An exhibition of street photography by Raghubir Singh, considered India’s greatest photographer, will be on view at Howard Greenberg Gallery from October 26 – December 9, 2017. Pulsating with dramatic compositions and his characteristically controlled use of color, Bombay focuses on one of the artist’s most significant body of work. Made in the early 1990s, it led to his book Bombay: Gateway of India, Aperture, 1994. The exhibition coincides with a retrospective at the Met Breuer entitled Modernism on the Ganges: Raghubir Singh Photographs from October 11, 2017 – January 2, 2018.
Although he lived in Hong Kong, Paris, London and spent significant time in New York throughout his career, Raghubir Singh (1942-1999) dedicated his career to photographing his native India.

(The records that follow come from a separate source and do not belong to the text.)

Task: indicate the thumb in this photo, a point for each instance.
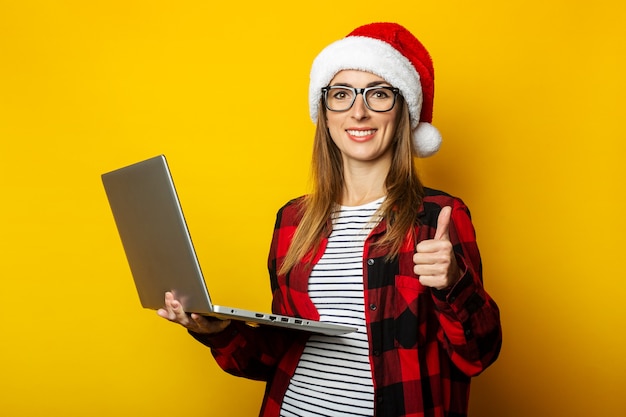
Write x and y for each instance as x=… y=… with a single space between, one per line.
x=443 y=224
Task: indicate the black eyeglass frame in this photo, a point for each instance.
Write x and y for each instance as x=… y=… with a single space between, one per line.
x=362 y=91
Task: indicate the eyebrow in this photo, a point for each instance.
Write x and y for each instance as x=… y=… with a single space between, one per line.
x=372 y=84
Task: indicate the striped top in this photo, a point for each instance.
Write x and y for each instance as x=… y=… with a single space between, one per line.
x=334 y=377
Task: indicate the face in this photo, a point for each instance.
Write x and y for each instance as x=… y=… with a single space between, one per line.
x=362 y=135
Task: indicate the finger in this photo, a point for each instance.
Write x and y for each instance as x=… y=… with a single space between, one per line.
x=443 y=224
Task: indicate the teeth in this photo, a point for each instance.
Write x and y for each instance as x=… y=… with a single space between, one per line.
x=360 y=132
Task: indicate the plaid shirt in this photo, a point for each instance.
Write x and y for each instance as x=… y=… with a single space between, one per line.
x=425 y=344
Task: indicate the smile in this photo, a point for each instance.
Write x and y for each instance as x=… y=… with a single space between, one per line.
x=361 y=133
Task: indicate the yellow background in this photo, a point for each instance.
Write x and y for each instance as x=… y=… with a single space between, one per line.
x=530 y=102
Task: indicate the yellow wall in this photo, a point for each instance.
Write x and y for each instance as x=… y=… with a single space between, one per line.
x=530 y=101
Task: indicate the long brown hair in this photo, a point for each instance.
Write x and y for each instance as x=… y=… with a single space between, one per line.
x=404 y=191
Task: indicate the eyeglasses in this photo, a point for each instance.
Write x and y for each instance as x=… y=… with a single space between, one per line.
x=378 y=99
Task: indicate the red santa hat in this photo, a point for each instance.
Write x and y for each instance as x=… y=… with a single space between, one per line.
x=393 y=53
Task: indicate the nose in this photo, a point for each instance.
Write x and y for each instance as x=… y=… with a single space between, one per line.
x=359 y=109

Singh worked at the intersection of western modernism and traditional South Asian perspectives. He was influenced by the work of Henri Cartier-Bresson, whom he met in Jaipur in 1966, befriended William Gedney to whom he dedicated his second book on Calcutta (a small exhibition of Gedney’s work in India will accompany the exhibition), and traveled and photographed with Lee Friedlander. He pioneered color photography at a time when it was unpopular in the west, using it to great advantage to show the vibrant intensity of the country’s culture, traditions, and religion. Today Singh’s portrait of India during pivotal decades of social and political change is considered unique and unmatched.

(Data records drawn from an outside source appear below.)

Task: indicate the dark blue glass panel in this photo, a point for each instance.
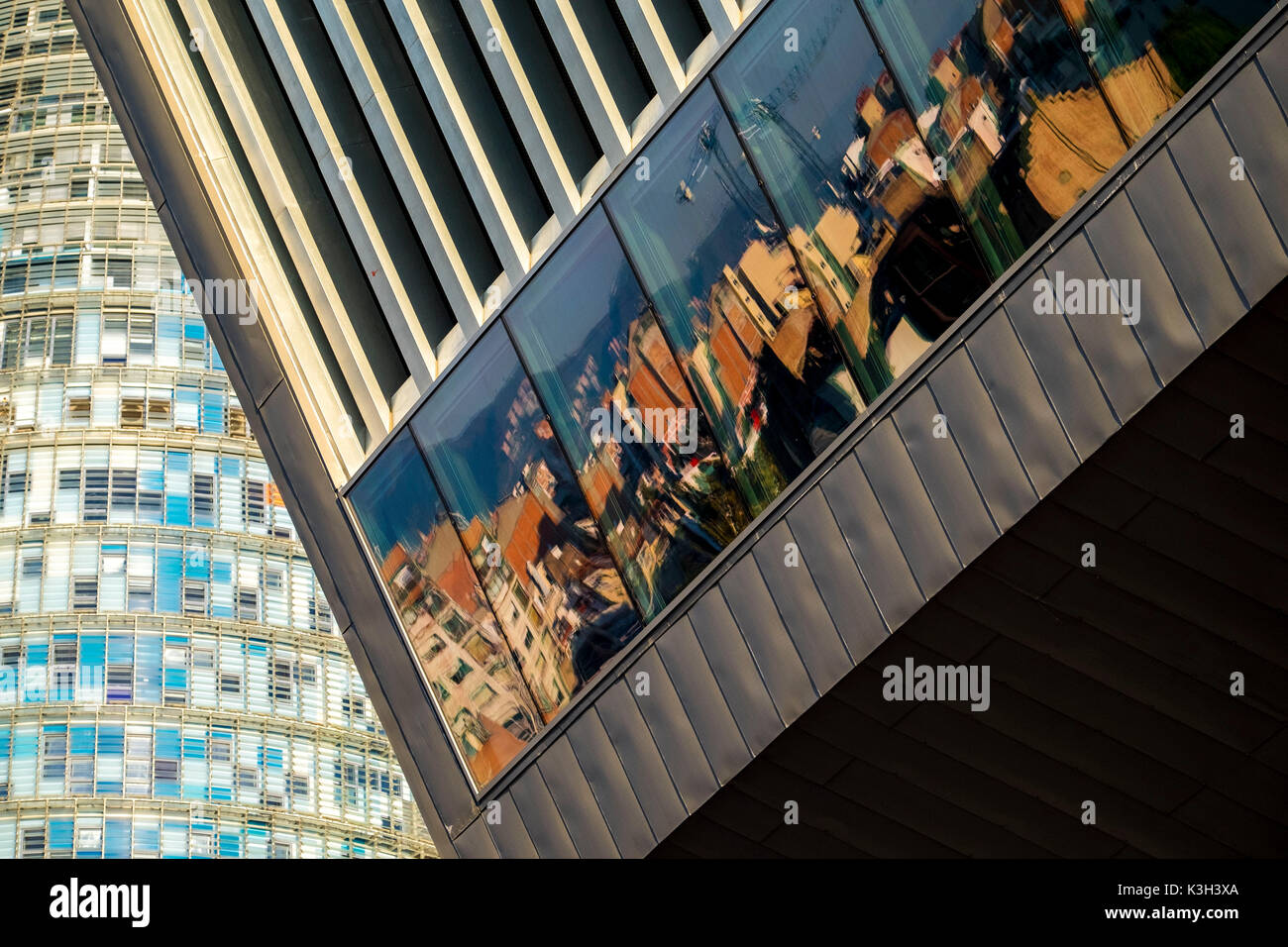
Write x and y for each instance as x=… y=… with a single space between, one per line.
x=452 y=631
x=879 y=235
x=527 y=528
x=715 y=261
x=619 y=405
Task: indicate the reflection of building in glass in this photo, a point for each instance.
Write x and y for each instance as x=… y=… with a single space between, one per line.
x=170 y=678
x=814 y=215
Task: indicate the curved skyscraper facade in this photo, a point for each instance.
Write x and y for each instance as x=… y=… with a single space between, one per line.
x=170 y=680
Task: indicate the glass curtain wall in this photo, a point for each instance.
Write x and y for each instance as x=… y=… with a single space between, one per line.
x=1147 y=53
x=171 y=680
x=812 y=217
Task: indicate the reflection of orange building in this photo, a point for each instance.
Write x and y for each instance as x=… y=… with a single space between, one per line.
x=460 y=652
x=653 y=376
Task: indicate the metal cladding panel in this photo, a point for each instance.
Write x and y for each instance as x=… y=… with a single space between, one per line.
x=1109 y=344
x=1021 y=402
x=943 y=474
x=640 y=758
x=506 y=828
x=703 y=701
x=761 y=628
x=532 y=801
x=1068 y=379
x=1274 y=62
x=988 y=451
x=734 y=669
x=1125 y=253
x=1231 y=208
x=610 y=785
x=804 y=615
x=576 y=801
x=1254 y=123
x=476 y=843
x=837 y=577
x=871 y=541
x=907 y=508
x=1180 y=237
x=673 y=733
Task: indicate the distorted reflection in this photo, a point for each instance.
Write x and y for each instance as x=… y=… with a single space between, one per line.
x=1004 y=95
x=562 y=604
x=1147 y=53
x=452 y=631
x=645 y=459
x=877 y=232
x=711 y=254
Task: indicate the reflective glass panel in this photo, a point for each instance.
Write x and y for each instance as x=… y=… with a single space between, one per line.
x=715 y=261
x=876 y=231
x=527 y=528
x=1147 y=53
x=645 y=459
x=1003 y=94
x=469 y=667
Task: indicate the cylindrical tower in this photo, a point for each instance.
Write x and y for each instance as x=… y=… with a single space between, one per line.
x=170 y=681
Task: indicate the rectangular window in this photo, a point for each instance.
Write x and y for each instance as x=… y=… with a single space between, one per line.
x=502 y=504
x=879 y=236
x=645 y=459
x=1006 y=102
x=732 y=300
x=1149 y=53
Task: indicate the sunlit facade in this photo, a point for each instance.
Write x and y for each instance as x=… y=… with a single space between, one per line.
x=171 y=684
x=640 y=368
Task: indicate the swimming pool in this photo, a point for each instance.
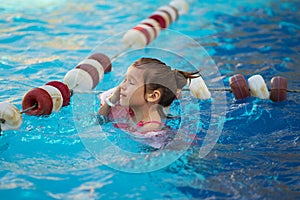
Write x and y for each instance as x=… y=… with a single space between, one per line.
x=256 y=155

Singh photographed the city of Bombay at a transitional point for the Indian economy. Bombay, the country’s economic capital stood as the metaphor for the broader changes that had begun across the country. Singh’s use of reflections are a revealing expression of this change. In the conversation that opens his book on Bombay, he told the British writer V.S. Naipaul, an admirer of his work, about the element of ambiguity and the sense of movement that glass and mirrors provide in his Bombay work. As Naipaul said, “You cannot take it all in at once. You have to let your eye move from centre to centre, so there is constant movement in the picture. I find this quality in your work. It is one of its virtues. The other thing I thought is that, with pictures like these one almost doesn’t need words.”
Mia Fineman, associate curator, Metropolitan Museum of Art, wrote in her text for the exhibition catalogue, “Singh’s Bombay street scenes are filled with a new kind of energy, as if the elements in the pictures are held in suspension by centrifugal force. Hands, gestures, and gazes swirl around a still center point, usually anchored by an individual who pointedly ignores the camera or stares back at it with confrontational directness.”
Bombay, Singh’s first show with Howard Greenberg Gallery, will present 27 images that expose the complexities of the city, moving from unvarnished scenes of poverty to utter opulence. Using a handheld camera with color slide film, he wandered through the city of Bombay recording often intimate moments: a father in bed holding up his infant son, a man deep in thought next to another man sleeping on a doorstep, a pensive teenage girl looking at the camera. Other images focus on Indian cultural traditions. Two men, revelers in the Holi festival of colors are splattered with purple pigment in a 1990 photograph. The festival celebrates the arrival of spring and participants are frequently drenched in pigment powder. Another festival, Ganesh Chaturthi, takes place towards the end of the monsoon season when Ganesh, the elephant-headed deity, is celebrated and immersed in the Arabian Sea. Singh’s 1989 photograph depicts a celebration with the enormous effigy of the deity.
Raghubir Singh was born in Jaipur in 1942. In the 1960s, he began working in photojournalism for Indian and international publications including National Geographic, Time and The New York Times. He was one of the first photographers to insist on the use of color at a time when color photography was not widely used. Over the course of his prolific career, he published 13 photography books, creating an unparalleled portrait of India. The last book published during his life was River of Colour: The India of Raghubir Singh in 1998, which marked the occasion of his retrospective exhibition at the Art Institute of Chicago. He died at age 56 in 1999 in New York. A Way into India was published posthumously by his estate in 2002. His work is in the collections of the Art Institute of Chicago, the Metropolitan Museum of Art and the Museum of Modern Art in New York.